To Open Short Positions on GBP/USD:
Sellers have shown their strength, and now their crucial task will be to defend the new resistance level of 1.2844. Only a false breakout formation there amid weak U.S. statistics will provide an opportunity to open new short positions, continuing the bearish trend with the target of updating the support at 1.2806. A breakout and retest from the bottom to the top of this range will strike a blow to buyers' positions, leading to the triggering of stop orders and opening the path to 1.2778. The furthest target will be the 1.2756 area, where I will take profit. Testing this level will only strengthen the new bearish trend. If GBP/USD rises and there is no bearish activity at 1.2844 in the second half of the day, buyers will have a good chance to establish market equilibrium. In this case, I will postpone sales until a false breakout at 1.2885. If there is no downward movement, I will sell GBP/USD immediately on a rebound from 1.2909, but only expecting a correction of the pair downward by 30-35 points within the day.
In the Commitment of Traders (COT) Report for July 23, there was an increase in long positions and a decrease in short positions. The focus is on the Federal Reserve meeting, where rates will certainly not change, but investors hope to hear more arguments in favor of lowering rates in September this year. On the other hand, the Bank of England's decision, which will also be published soon, could create a lot of noise. Economists expect the British regulator to cut rates this summer, which theoretically should weaken the British pound against the U.S. dollar even more, so hoping for a return to the bullish market observed in June is clearly not realistic in the near future. The latest COT report states that long non-commercial positions rose by 5,202, reaching 188,489, while short non-commercial positions fell by 4,079, to 46,306. As a result, the spread between long and short positions decreased by 228.
Indicator Signals:
Moving Averages: Trading is below the 30 and 50-day moving averages, indicating a possible continuation of the pair's decline.
Note: The period and prices of the moving averages are considered by the author on the hourly H1 chart and differ from the general definition of classical daily moving averages on the D1 chart.
Bollinger Bands: In case of a decline, the lower boundary of the indicator, around 1.2844, will act as support.
Indicator Descriptions:
- Moving Average: Determines the current trend by smoothing volatility and noise. Period – 50. Marked in yellow on the chart;
- Moving Average: Determines the current trend by smoothing volatility and noise.

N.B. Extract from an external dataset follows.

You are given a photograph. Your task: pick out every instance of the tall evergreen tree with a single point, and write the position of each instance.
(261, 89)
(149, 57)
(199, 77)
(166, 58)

Period – 30. Marked in green on the chart;
- MACD (Moving Average Convergence/Divergence): Fast EMA – period 12. Slow EMA – period 26. SMA – period 9;
- Bollinger Bands: Period – 20;
- Non-commercial traders: Speculators such as individual traders, hedge funds, and large institutions using the futures market for speculative purposes and meeting certain requirements;
- Long non-commercial positions: Represent the total long open position of non-commercial traders;
- Short non-commercial positions: Represent the total short open position of non-commercial traders;
- Total non-commercial net position: The difference between the short and long positions of non-commercial traders.